Figure 1C gives another, more complex collider structure usually known as M-bias, in which the collider (C) is the effect of a common cause (W1) of the exposure (A) and a common cause (W2) of the outcome (Y). There is only one back-door path, and it is already blocked by the collider (C); thus we do not need to control for anything. This is the difference between confounders and colliders: a path will be open if one does not adjust for confounders, but blocked if adjustment is made; for colliders, it is the other way around. However, some could consider C to be a classical confounder as it is associated with both A, via (A ← W1 → C), and with Y, via a path that does not go through A (C ← W2 → Y), and it is not in the causal pathway between A and Y. However, controlling for C will introduce a collider bias. Note that if you use the traditional characteristics used to identify confounders ([i.e. a third variable (W) associated with both the exposure (A) and the outcome (Y) that is not in the causal pathway between A and Y], you can confuse a collider with a confounder.

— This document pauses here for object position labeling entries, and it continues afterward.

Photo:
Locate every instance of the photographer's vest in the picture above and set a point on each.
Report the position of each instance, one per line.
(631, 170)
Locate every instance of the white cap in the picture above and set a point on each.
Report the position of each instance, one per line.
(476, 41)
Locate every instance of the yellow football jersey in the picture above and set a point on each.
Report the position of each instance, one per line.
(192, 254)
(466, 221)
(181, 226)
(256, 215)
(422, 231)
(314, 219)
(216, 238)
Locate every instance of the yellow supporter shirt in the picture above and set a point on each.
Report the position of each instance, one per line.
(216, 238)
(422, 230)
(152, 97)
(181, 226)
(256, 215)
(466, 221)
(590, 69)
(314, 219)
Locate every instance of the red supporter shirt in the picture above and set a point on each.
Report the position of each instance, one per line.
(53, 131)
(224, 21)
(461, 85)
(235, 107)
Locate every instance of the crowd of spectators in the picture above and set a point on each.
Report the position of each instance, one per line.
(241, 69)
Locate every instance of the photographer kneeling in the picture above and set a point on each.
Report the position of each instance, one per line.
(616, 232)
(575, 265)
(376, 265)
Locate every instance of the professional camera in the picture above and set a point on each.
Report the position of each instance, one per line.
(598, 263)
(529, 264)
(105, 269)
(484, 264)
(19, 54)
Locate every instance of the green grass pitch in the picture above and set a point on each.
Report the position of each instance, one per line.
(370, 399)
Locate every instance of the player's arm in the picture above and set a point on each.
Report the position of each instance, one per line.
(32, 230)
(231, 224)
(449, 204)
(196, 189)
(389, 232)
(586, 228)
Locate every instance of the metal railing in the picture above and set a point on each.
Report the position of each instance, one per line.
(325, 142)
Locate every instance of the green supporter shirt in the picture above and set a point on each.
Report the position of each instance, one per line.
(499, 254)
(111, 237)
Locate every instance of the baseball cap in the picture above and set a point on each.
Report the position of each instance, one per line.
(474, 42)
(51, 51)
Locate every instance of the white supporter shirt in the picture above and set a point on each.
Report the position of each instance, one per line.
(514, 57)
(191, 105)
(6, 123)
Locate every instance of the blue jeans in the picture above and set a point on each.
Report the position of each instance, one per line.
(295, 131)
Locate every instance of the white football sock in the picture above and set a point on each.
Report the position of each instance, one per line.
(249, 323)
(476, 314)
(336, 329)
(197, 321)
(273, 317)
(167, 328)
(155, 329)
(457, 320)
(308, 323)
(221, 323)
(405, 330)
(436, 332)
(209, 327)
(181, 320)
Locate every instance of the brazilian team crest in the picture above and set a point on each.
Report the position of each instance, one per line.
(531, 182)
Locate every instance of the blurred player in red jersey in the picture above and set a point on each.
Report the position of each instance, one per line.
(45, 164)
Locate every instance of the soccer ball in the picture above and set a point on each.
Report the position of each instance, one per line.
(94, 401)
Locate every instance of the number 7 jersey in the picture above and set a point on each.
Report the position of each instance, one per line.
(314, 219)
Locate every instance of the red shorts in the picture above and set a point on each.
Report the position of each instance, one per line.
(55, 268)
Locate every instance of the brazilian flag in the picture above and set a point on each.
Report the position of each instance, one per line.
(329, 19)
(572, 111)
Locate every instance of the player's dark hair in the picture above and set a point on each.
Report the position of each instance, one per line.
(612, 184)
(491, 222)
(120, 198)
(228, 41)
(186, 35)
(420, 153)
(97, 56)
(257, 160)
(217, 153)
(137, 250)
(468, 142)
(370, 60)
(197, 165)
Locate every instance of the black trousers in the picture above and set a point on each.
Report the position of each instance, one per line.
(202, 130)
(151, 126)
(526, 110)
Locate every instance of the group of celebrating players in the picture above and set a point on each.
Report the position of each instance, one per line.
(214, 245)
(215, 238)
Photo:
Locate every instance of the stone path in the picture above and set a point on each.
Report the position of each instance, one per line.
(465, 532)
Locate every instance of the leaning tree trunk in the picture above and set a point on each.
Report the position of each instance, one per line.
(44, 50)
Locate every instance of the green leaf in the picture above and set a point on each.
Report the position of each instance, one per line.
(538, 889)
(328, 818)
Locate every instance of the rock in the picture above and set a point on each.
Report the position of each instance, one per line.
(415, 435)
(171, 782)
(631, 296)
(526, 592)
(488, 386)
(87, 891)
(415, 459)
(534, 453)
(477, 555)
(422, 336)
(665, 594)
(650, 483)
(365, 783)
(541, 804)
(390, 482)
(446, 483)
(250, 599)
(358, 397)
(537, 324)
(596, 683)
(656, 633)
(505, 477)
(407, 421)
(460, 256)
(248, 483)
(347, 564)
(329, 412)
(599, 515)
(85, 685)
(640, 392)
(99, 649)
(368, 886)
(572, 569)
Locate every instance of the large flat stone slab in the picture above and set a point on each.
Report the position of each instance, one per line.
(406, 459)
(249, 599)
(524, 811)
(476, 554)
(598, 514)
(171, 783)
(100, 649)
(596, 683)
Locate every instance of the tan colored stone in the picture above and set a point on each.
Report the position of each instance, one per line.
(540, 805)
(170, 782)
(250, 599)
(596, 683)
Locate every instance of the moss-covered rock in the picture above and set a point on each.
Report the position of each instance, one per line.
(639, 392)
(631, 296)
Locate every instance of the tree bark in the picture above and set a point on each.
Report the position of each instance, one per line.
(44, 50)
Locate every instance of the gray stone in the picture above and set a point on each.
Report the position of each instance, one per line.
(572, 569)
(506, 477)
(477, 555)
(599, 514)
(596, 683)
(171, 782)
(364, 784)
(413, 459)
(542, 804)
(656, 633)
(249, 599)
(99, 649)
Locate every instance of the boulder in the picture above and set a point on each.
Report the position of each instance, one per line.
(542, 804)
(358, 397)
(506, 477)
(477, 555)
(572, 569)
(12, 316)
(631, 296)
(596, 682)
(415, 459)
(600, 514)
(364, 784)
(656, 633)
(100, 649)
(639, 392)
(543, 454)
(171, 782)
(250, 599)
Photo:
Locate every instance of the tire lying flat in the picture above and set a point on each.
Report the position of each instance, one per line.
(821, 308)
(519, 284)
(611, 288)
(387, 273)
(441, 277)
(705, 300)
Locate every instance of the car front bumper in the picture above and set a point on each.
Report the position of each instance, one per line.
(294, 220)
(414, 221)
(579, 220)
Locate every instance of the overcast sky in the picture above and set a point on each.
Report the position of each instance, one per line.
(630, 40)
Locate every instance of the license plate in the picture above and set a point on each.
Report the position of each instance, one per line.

To simulate the scenario portrayed in Figure 2B, we generate data again using a simple linear data generating mechanism (Box 2). First, we simulate A as a standard normally distributed variable. Y equals the value of A plus an error term, and C is generated depending on both A and Y, plus error. Note that as shown in Figure 1B, now the exposure A and the outcome Y are the parents of C (their common effect). We fit the unadjusted model excluding the collider (fit3) and then the model including the collider (fit4: collider model). The true causal coefficient of the exposure A is −1.2, and the coefficients for the association of the collider C with the exposure A and the outcome Y are 1.0 and 1.0, respectively (Box 2).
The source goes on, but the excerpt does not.